The authorisation concept in SAP ERP does not normally allow to limit permissions to individual financial years. However, this is particularly relevant for tax audits. As of 1 January 2002, the electronic tax audit was enshrined in law in § 147 (6) of the German Tax Code. The opinion of the Finance Administration is in the BMF letter of 16.07.2001 (BStBl. 2001 I)"Principles on data access and the verifiability of digital documents"(GDPdU). The electronic control check can be performed in Germany on three types of access: Immediate access: The tax authority shall have the right to inspect the stored data (read-only access) and to use the taxpayer's hardware and software to verify the data, including the master data and links. Mean Access: The tax authority may require the taxable person to perform the read-only processing of the data in accordance with its specifications. Volume Release: Alternatively, the tax administration may require the taxable person to have the stored documents available to it for evaluation on a machine-usable medium.
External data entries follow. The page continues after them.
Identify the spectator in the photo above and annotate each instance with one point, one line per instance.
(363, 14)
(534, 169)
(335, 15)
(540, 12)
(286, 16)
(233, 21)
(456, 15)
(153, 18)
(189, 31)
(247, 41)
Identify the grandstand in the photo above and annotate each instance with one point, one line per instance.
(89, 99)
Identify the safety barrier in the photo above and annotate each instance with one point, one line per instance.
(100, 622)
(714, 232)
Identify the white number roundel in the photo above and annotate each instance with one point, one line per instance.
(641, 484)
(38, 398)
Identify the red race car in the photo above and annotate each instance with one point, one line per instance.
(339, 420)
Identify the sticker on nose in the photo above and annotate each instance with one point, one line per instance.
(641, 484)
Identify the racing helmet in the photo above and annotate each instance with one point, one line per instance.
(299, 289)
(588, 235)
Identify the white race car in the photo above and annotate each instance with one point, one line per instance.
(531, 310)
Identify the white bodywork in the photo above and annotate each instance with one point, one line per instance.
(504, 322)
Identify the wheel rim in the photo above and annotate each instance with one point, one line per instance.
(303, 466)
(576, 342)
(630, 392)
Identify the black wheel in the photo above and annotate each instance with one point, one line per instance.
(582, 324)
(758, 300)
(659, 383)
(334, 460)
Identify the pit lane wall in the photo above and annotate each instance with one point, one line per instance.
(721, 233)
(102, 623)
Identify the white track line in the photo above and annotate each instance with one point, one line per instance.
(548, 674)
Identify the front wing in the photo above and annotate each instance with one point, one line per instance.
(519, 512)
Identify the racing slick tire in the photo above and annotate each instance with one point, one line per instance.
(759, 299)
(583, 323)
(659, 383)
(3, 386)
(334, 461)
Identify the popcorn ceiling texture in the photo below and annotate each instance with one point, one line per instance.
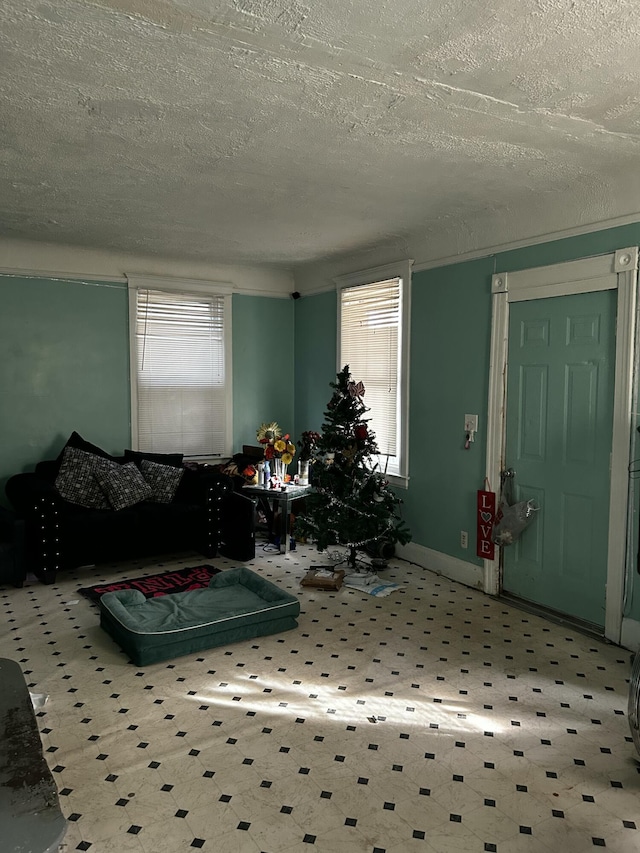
(283, 133)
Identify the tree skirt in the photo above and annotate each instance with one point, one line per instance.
(166, 583)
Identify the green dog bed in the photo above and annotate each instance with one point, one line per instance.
(237, 605)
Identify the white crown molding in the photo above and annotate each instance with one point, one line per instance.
(61, 263)
(535, 240)
(186, 285)
(60, 275)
If you have an older SAP NetWeaver release than 7.00 installed, only two possible values for the customising switch BNAME_RESTRICT are available after the implementation of SAP Note 1731549. The switch is NO, and you can switch it to ALL, so that the switch takes on the same functionality as in the higher releases.
Background processing
SAP Note 1707841 ships an extension to the system trace in the STAUTHTRACE transaction, which enables the permission trace to be used on all or on specific application servers. To select the application servers on which to start the trace, click the System Trace button. Now select the application servers in the list on which you want to run the system trace and start the trace with a click on Trace. In the evaluation of the Permission trace, an additional column named Server Name appears, showing you the name of the application server on which the respective permission checks were logged.
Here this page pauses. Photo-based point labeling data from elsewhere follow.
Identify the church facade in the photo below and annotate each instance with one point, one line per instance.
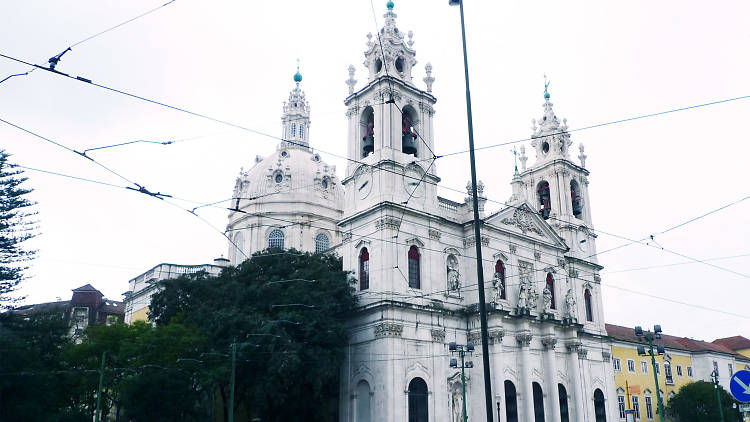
(412, 255)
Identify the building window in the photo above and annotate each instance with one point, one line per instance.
(636, 407)
(276, 239)
(589, 309)
(321, 243)
(543, 198)
(418, 400)
(575, 199)
(364, 269)
(500, 277)
(551, 286)
(621, 406)
(511, 403)
(668, 372)
(536, 390)
(414, 268)
(562, 394)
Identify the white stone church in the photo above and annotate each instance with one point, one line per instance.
(412, 254)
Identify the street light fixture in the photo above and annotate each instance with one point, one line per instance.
(462, 351)
(477, 231)
(650, 337)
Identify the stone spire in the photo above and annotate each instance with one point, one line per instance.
(549, 135)
(396, 58)
(295, 119)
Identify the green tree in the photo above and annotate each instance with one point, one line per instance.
(286, 310)
(15, 228)
(696, 402)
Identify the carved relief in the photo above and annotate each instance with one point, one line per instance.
(388, 329)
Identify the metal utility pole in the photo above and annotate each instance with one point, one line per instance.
(101, 386)
(477, 231)
(454, 363)
(715, 380)
(649, 336)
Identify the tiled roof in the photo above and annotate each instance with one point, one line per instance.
(671, 342)
(734, 343)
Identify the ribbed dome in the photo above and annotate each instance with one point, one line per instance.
(291, 174)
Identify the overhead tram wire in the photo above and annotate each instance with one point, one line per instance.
(258, 132)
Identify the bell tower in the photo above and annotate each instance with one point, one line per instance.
(295, 119)
(555, 185)
(390, 129)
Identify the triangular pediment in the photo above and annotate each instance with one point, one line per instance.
(523, 220)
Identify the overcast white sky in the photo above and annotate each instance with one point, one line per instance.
(235, 59)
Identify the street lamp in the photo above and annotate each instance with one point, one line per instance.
(462, 351)
(477, 231)
(650, 337)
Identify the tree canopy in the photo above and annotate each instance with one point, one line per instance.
(15, 228)
(697, 402)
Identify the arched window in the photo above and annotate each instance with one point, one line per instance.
(563, 396)
(276, 239)
(575, 199)
(414, 281)
(418, 400)
(363, 401)
(599, 411)
(409, 131)
(538, 402)
(321, 243)
(367, 128)
(589, 309)
(551, 287)
(364, 269)
(543, 198)
(511, 404)
(500, 276)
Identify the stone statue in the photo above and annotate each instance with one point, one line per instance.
(497, 287)
(454, 278)
(570, 304)
(547, 299)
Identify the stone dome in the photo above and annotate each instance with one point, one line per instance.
(291, 174)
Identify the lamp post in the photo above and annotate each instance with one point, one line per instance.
(650, 337)
(477, 231)
(715, 381)
(462, 351)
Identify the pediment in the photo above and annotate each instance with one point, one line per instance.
(523, 220)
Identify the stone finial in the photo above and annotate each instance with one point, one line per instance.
(583, 156)
(428, 80)
(351, 81)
The valid programmes or transactions are stored in the SAP TPCPROGS delivery table, but do not follow a uniform naming convention. Part of the transaction code (e.g. AW01N), part of the report name (e.g. RFEPOS00), or the logical database (e.g. SAPDBADA) is relevant here. Logical databases (e.g. SAPDBADA, SAPDBBRF) are basic data selection programmes and are particularly used in financial accounting. The permission checks, including the time period delimitation, are implemented in the logical database and work for all reports based on a logical database (e.g. the RAGITT00 grid is based on SAPDBADA and the RFBILA00 balance sheet report is based on SAPDBSDF). When you copy the values from the TPCPROGS table, the TPC4 transaction is quickly configured.
If you get into the situation that authorizations are required that were not considered in the role concept, "Shortcut for SAP systems" allows you to assign the complete authorization for the respective authorization object.
The website www.sap-corner.de offers a lot of useful information about SAP authorizations.
After successful implementation of your permission check, the new authorization object for your application must be maintained in transaction SU24.
You can set the end of a user's validity by clicking the corresponding options for "today" or "yesterday".